Hydrologic budgets of lakes are often linked with regional drought conditions (Shuman and Donnelly 2006), which can alter the relative importance of water sources and cause differential responses in chemistry and lake level depending on the landscape position of sites (Webster et al. 1996). As the hydrology of upland lakes is precipitation-dominated, these sites are more likely to show physical responses related to lake level change during drought conditions, rather than the chemical responses from groundwater flow changes seen in lowland lakes. Lake-level changes cause variations in habitat zonation within lakes depending upon individual site bathymetry (Benson and Paillet 1989; Hostetler 1995), and can have important implications for biological community structure (e.g. planktic versus benthic areas, Wolin and Stone 2010). Thus, the landscape setting of lakes can be critical in illuminating potential mechanisms influencing different responses in lakes to the same large-scale driver, such as drought.

Using a monitoring dataset spanning 13 years, Webster et al. (2000) developed a framework for understanding lake chemical response to drought based on hydrology and landscape position within a watershed in northern Wisconsin. Sites lower in the watershed showed more coherent chemical responses to a 4-year drought during the late 1980s than upland lakes, due to stronger influences of groundwater at lowland sites. Upland systems did not show similar signals of changes in water chemistry during drought conditions.

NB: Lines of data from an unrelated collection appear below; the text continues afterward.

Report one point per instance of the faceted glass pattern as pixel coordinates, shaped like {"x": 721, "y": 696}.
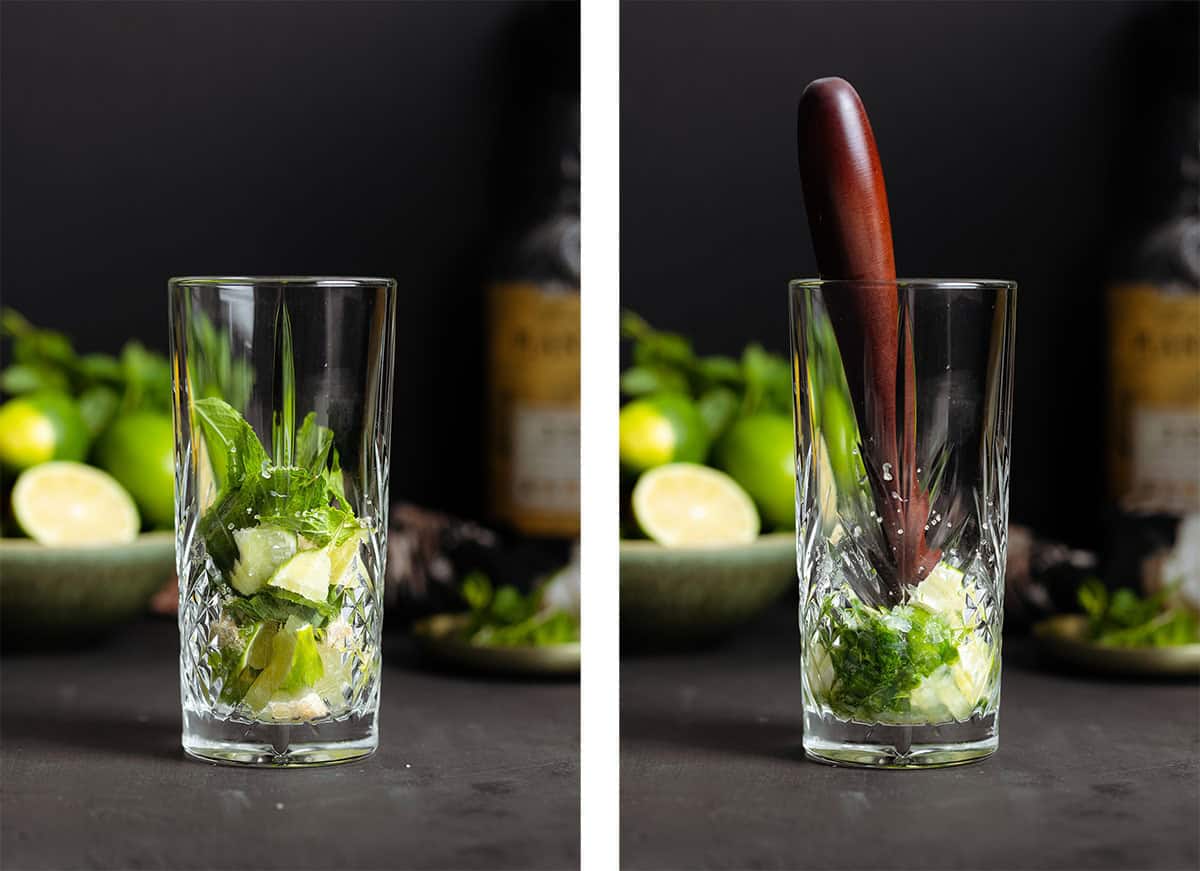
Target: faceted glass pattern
{"x": 903, "y": 412}
{"x": 274, "y": 670}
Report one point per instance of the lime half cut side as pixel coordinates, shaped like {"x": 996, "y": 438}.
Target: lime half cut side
{"x": 690, "y": 505}
{"x": 71, "y": 504}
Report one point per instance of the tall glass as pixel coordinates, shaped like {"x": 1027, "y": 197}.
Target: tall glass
{"x": 282, "y": 392}
{"x": 903, "y": 416}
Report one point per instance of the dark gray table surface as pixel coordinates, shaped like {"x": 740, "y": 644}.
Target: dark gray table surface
{"x": 471, "y": 774}
{"x": 1091, "y": 773}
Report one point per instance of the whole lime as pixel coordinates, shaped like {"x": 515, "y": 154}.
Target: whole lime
{"x": 757, "y": 452}
{"x": 139, "y": 451}
{"x": 659, "y": 430}
{"x": 40, "y": 427}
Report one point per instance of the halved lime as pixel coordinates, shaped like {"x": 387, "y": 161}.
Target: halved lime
{"x": 307, "y": 575}
{"x": 690, "y": 505}
{"x": 346, "y": 564}
{"x": 139, "y": 451}
{"x": 759, "y": 454}
{"x": 66, "y": 503}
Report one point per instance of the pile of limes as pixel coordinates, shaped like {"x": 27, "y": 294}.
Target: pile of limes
{"x": 706, "y": 443}
{"x": 87, "y": 443}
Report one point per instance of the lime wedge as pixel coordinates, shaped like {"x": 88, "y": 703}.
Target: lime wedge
{"x": 283, "y": 647}
{"x": 306, "y": 575}
{"x": 261, "y": 551}
{"x": 259, "y": 647}
{"x": 69, "y": 504}
{"x": 690, "y": 505}
{"x": 943, "y": 593}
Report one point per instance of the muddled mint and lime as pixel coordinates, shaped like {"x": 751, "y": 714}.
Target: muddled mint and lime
{"x": 923, "y": 661}
{"x": 286, "y": 544}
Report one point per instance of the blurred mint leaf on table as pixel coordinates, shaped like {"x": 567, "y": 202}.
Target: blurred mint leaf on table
{"x": 1122, "y": 618}
{"x": 505, "y": 617}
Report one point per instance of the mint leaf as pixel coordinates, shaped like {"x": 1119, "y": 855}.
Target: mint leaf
{"x": 30, "y": 377}
{"x": 336, "y": 484}
{"x": 233, "y": 446}
{"x": 322, "y": 526}
{"x": 313, "y": 444}
{"x": 269, "y": 606}
{"x": 477, "y": 589}
{"x": 642, "y": 380}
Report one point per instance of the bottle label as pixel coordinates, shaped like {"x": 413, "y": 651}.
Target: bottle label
{"x": 534, "y": 407}
{"x": 1155, "y": 400}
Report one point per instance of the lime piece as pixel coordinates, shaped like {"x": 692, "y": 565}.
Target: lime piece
{"x": 41, "y": 427}
{"x": 67, "y": 504}
{"x": 295, "y": 707}
{"x": 943, "y": 593}
{"x": 306, "y": 665}
{"x": 660, "y": 430}
{"x": 259, "y": 647}
{"x": 139, "y": 451}
{"x": 306, "y": 574}
{"x": 760, "y": 454}
{"x": 684, "y": 504}
{"x": 261, "y": 551}
{"x": 346, "y": 564}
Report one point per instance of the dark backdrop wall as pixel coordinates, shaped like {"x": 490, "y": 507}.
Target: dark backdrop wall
{"x": 1006, "y": 134}
{"x": 149, "y": 139}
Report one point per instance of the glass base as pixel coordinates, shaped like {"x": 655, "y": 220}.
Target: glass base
{"x": 275, "y": 745}
{"x": 880, "y": 745}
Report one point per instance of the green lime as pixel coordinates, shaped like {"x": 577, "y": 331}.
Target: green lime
{"x": 659, "y": 430}
{"x": 139, "y": 451}
{"x": 690, "y": 505}
{"x": 66, "y": 503}
{"x": 759, "y": 452}
{"x": 41, "y": 427}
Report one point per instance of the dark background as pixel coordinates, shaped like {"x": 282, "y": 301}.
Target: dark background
{"x": 1013, "y": 137}
{"x": 150, "y": 139}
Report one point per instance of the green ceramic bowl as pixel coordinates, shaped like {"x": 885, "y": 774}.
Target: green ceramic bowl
{"x": 679, "y": 596}
{"x": 64, "y": 594}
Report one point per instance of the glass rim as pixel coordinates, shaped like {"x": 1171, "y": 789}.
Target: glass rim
{"x": 912, "y": 283}
{"x": 279, "y": 280}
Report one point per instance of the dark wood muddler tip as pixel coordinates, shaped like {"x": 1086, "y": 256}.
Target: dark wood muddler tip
{"x": 843, "y": 180}
{"x": 847, "y": 208}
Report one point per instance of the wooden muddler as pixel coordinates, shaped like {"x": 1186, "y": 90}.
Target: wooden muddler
{"x": 847, "y": 208}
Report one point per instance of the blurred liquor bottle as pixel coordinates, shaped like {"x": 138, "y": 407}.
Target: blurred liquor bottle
{"x": 533, "y": 331}
{"x": 1155, "y": 370}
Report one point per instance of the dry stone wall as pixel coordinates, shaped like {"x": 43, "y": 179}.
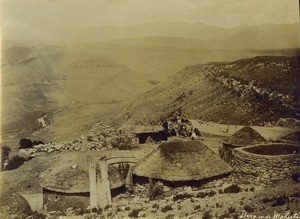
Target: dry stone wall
{"x": 263, "y": 169}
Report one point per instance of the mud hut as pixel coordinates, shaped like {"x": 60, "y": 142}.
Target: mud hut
{"x": 144, "y": 133}
{"x": 181, "y": 161}
{"x": 68, "y": 185}
{"x": 13, "y": 205}
{"x": 292, "y": 138}
{"x": 243, "y": 137}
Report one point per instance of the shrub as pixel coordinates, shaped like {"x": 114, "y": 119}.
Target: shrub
{"x": 279, "y": 201}
{"x": 266, "y": 200}
{"x": 207, "y": 215}
{"x": 15, "y": 162}
{"x": 25, "y": 143}
{"x": 181, "y": 196}
{"x": 232, "y": 189}
{"x": 197, "y": 207}
{"x": 204, "y": 194}
{"x": 166, "y": 208}
{"x": 37, "y": 215}
{"x": 155, "y": 205}
{"x": 155, "y": 191}
{"x": 248, "y": 208}
{"x": 135, "y": 212}
{"x": 218, "y": 205}
{"x": 170, "y": 216}
{"x": 231, "y": 210}
{"x": 37, "y": 143}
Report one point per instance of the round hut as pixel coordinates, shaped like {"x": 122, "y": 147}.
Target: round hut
{"x": 243, "y": 137}
{"x": 181, "y": 161}
{"x": 67, "y": 184}
{"x": 292, "y": 138}
{"x": 263, "y": 164}
{"x": 13, "y": 205}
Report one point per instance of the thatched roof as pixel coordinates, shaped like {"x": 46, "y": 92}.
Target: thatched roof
{"x": 13, "y": 204}
{"x": 146, "y": 129}
{"x": 293, "y": 137}
{"x": 245, "y": 136}
{"x": 72, "y": 176}
{"x": 181, "y": 161}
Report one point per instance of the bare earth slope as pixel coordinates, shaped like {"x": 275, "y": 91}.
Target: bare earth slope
{"x": 248, "y": 91}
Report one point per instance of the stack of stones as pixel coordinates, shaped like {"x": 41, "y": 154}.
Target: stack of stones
{"x": 263, "y": 169}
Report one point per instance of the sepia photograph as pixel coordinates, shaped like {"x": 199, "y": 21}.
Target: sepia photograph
{"x": 155, "y": 109}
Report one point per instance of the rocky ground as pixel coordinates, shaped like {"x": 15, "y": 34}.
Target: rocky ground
{"x": 217, "y": 199}
{"x": 221, "y": 198}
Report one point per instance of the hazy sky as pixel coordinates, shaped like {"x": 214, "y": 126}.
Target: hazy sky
{"x": 80, "y": 13}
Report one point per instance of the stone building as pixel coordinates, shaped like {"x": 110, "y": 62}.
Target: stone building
{"x": 263, "y": 164}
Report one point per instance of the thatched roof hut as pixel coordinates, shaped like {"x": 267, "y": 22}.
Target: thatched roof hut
{"x": 147, "y": 129}
{"x": 72, "y": 176}
{"x": 244, "y": 137}
{"x": 13, "y": 205}
{"x": 181, "y": 161}
{"x": 293, "y": 137}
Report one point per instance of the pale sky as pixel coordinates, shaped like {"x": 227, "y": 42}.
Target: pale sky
{"x": 82, "y": 13}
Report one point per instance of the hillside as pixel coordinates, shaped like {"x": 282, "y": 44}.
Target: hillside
{"x": 38, "y": 80}
{"x": 247, "y": 91}
{"x": 266, "y": 36}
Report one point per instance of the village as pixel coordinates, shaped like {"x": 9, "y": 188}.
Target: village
{"x": 180, "y": 168}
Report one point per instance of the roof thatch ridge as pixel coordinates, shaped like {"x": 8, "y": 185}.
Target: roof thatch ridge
{"x": 293, "y": 137}
{"x": 245, "y": 136}
{"x": 76, "y": 180}
{"x": 181, "y": 161}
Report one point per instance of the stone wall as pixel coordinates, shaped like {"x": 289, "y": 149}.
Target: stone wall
{"x": 263, "y": 169}
{"x": 59, "y": 201}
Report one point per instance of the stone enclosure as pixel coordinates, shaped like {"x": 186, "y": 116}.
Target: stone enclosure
{"x": 265, "y": 163}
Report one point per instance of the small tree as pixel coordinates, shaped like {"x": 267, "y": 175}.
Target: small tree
{"x": 15, "y": 162}
{"x": 5, "y": 151}
{"x": 25, "y": 143}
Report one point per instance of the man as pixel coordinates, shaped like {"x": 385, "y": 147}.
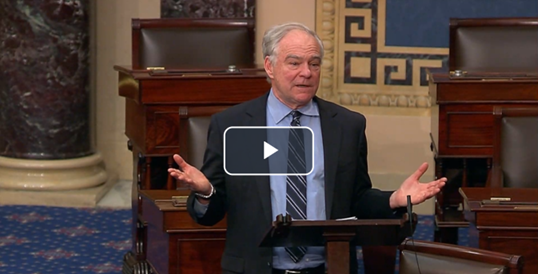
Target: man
{"x": 338, "y": 187}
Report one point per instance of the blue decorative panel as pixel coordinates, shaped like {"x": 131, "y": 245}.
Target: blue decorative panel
{"x": 424, "y": 23}
{"x": 378, "y": 51}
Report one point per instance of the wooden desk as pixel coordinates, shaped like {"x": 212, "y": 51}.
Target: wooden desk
{"x": 509, "y": 228}
{"x": 462, "y": 136}
{"x": 174, "y": 242}
{"x": 158, "y": 107}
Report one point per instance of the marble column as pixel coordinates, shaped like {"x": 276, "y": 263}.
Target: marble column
{"x": 45, "y": 97}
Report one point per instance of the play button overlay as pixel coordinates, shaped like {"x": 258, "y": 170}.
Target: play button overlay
{"x": 263, "y": 151}
{"x": 268, "y": 150}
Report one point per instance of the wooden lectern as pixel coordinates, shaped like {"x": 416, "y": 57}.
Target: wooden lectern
{"x": 504, "y": 220}
{"x": 336, "y": 236}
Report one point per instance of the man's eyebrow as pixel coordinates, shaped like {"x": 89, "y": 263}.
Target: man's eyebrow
{"x": 293, "y": 56}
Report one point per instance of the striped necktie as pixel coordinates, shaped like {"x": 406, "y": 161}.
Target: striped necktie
{"x": 296, "y": 185}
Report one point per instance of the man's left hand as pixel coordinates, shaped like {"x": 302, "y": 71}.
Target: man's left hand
{"x": 418, "y": 191}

Paleolimnological records contain histories of such responses to drought, including events of longer duration and higher severity than seen during the historical period. Biological indicators in sediments also provide insight into changes in ecosystem structure and function, and the sensitivity of diatom communities to environmental change has been used to reconstruct past changes in a number of variables, from water chemistry to physical habitat changes (Birks et al. 1990; Dixit et al. 1999; Fritz et al. 1991; Stone and Fritz 2004). By comparing sedimentary diatom records for lakes occupying different landscape positions, we aim to expand our current understanding of differential lake responses to climatic change.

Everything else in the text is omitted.